Illustration: Dashlane

Here are a few of the most infamous or most concerning password blunders in 2018:

  • 1: “Kanye West: Kanye is no stranger to controversy and attained even more notoriety this year when he was captured unlocking his iPhone with the passcode ‘000000’ during his infamous meeting at the White House. Having a weak passcode is risky enough, but brazenly flaunting poor password practices in a room full of TV cameras is as bad as it gets. To put it gently, Kanye needs to lockdown his passwords and make them better, faster, stronger.”
  • 2: “The Pentagon: It’s a shame that the Department of Defense holds the #2 spot this year (up two spots from #4 in last year’s list), but a devastating audit by the Government Accountability Office (GAO) found numerous cybersecurity vulnerabilities in several of the Pentagon’s systems. Among the disturbing issues was that a GAO audit team was able to guess admin passwords in just nine seconds, as well as the discovery that software for multiple weapons systems was protected by default passwords that any member of the public could have found through a basic Google search.”
  • 6: “Texas: Everything is bigger in Texas, including the cybersecurity gaffes. The Lone Star State left over 14 million voter records exposed on a server that wasn’t password protected. This blunder meant that sensitive personal information from 77 percent of the state’s registered voters, including addresses and voter history, was left vulnerable.”
  • 7: “White House Staff: Last year, two White House officials made our list: President Trump took the (un)coveted title of 2017’s Worst Password Offender for a variety of poor cybersecurity habits, while Sean Spicer was included for tweeting his password. This year they passed the baton to another staffer who made the mistake of writing down his email login and password on official White House stationery. This mistake was exacerbated as he accidentally left the document at a Washington, D.C. bus stop.”

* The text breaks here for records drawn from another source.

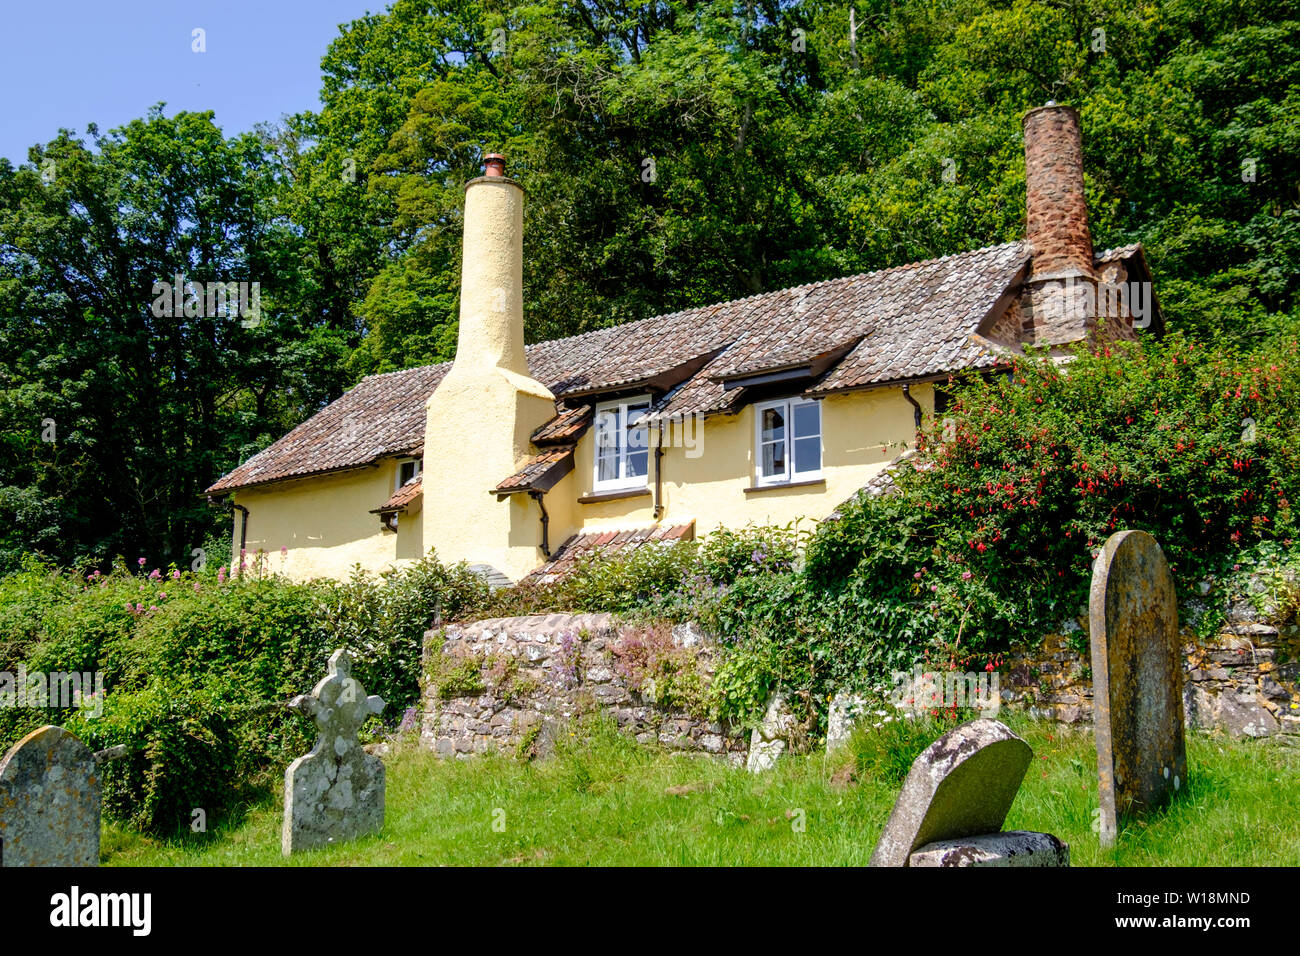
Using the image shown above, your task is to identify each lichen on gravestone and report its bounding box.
[282,649,386,856]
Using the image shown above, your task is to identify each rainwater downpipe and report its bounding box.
[653,421,665,520]
[232,503,250,575]
[901,384,923,442]
[530,491,551,557]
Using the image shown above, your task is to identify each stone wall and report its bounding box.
[419,613,748,760]
[1003,600,1300,738]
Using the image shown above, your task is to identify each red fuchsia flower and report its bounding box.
[976,542,988,553]
[985,661,994,672]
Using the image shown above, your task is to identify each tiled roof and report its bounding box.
[524,522,696,585]
[531,405,592,445]
[207,364,447,493]
[493,445,575,495]
[207,241,1150,494]
[371,477,422,514]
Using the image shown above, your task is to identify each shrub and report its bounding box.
[0,551,493,837]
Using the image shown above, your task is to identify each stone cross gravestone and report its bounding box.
[1089,529,1186,847]
[869,718,1033,867]
[283,649,386,856]
[0,725,99,867]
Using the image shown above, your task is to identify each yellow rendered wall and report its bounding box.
[229,383,934,583]
[550,383,935,544]
[229,459,419,582]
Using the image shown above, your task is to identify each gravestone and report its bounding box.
[746,693,795,773]
[1089,530,1186,848]
[283,649,386,856]
[0,725,99,866]
[908,830,1070,867]
[869,718,1033,867]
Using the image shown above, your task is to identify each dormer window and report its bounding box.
[593,396,651,491]
[755,397,821,485]
[396,457,422,490]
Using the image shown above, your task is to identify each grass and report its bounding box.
[101,713,1300,866]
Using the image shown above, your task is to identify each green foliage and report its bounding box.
[424,648,487,700]
[0,554,492,837]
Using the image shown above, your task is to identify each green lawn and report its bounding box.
[102,715,1300,866]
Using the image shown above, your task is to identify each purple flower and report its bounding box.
[399,706,418,732]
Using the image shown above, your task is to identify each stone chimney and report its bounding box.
[1021,104,1101,345]
[423,155,556,581]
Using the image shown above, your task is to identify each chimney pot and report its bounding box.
[483,153,506,178]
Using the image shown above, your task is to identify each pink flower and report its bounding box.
[913,571,922,579]
[930,584,938,592]
[158,592,166,600]
[217,567,227,583]
[280,546,287,556]
[172,569,181,580]
[137,557,147,566]
[149,605,158,612]
[149,569,161,580]
[193,582,201,593]
[962,570,973,580]
[135,603,144,612]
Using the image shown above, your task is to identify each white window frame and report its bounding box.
[395,456,422,492]
[754,396,822,486]
[592,395,652,492]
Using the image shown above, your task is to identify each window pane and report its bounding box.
[626,448,648,478]
[792,402,820,438]
[762,407,785,443]
[762,440,785,477]
[595,408,619,451]
[598,446,619,482]
[793,435,820,475]
[625,402,649,452]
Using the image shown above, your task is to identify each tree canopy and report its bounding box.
[1,0,1296,570]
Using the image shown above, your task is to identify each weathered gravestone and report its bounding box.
[869,718,1067,867]
[283,649,386,856]
[0,725,99,866]
[1089,530,1186,848]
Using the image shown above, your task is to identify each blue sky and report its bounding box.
[0,0,385,166]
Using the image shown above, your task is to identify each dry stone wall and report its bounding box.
[1003,600,1299,738]
[420,613,748,760]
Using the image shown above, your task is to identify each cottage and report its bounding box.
[204,104,1160,583]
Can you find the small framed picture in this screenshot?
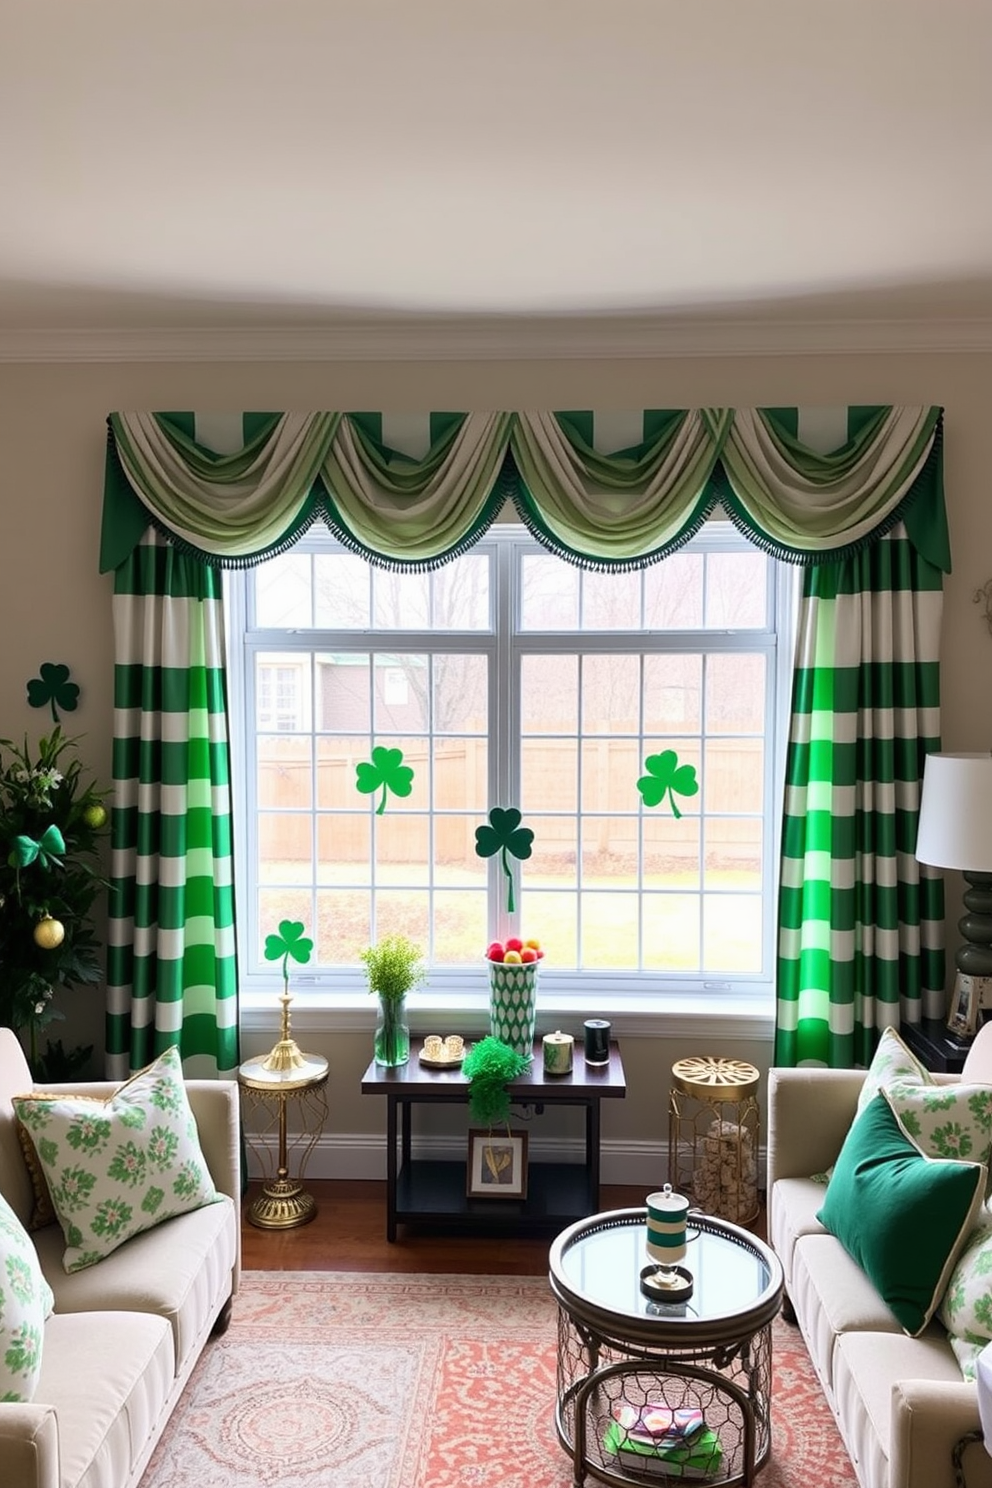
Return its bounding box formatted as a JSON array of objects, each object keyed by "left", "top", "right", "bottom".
[
  {"left": 947, "top": 973, "right": 981, "bottom": 1038},
  {"left": 466, "top": 1129, "right": 528, "bottom": 1199}
]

While the list may provide some chuckles (looking at y000000u, Kanye), Dashlane stressed that password security is essential for cybersecurity.

“Passwords are the first line of defense against cyberattacks,” said Emmanuel Schalit, CEO of Dashlane. “Weak passwords, reused passwords, and poor organizational password management can easily put sensitive information at risk.”

Unfortunately, the likelihood of poor password hygiene is growing. Dashlane found that the average internet user has 200 digital accounts that require a password–a figure it expects to grow to 400 accounts in the next five years.

Dashlane did offer up some tips to avoid landing on its 2019 Worst Password Offender list:

  • “Password protect all accounts: Whether it’s a server, email account, or an app, you should always secure your data with passwords as they’re the first, and often only, line of defense between hackers and your personal information.
  • Use strong passwords: Never use passwords that are easy to guess or that contain names, proper nouns, or things people can easily research about you—like your favorite hazelnut spread! All your passwords should be longer than eight characters and include a mix of random letters, numbers, and symbols. Even better, use a password generator to come up with them for you.
  • Never reuse passwords: Every one of your accounts needs a unique password. The risk in password reuse is that hackers can use passwords from compromised accounts to easily access other accounts. The only protection against this is to have a different password for every account.”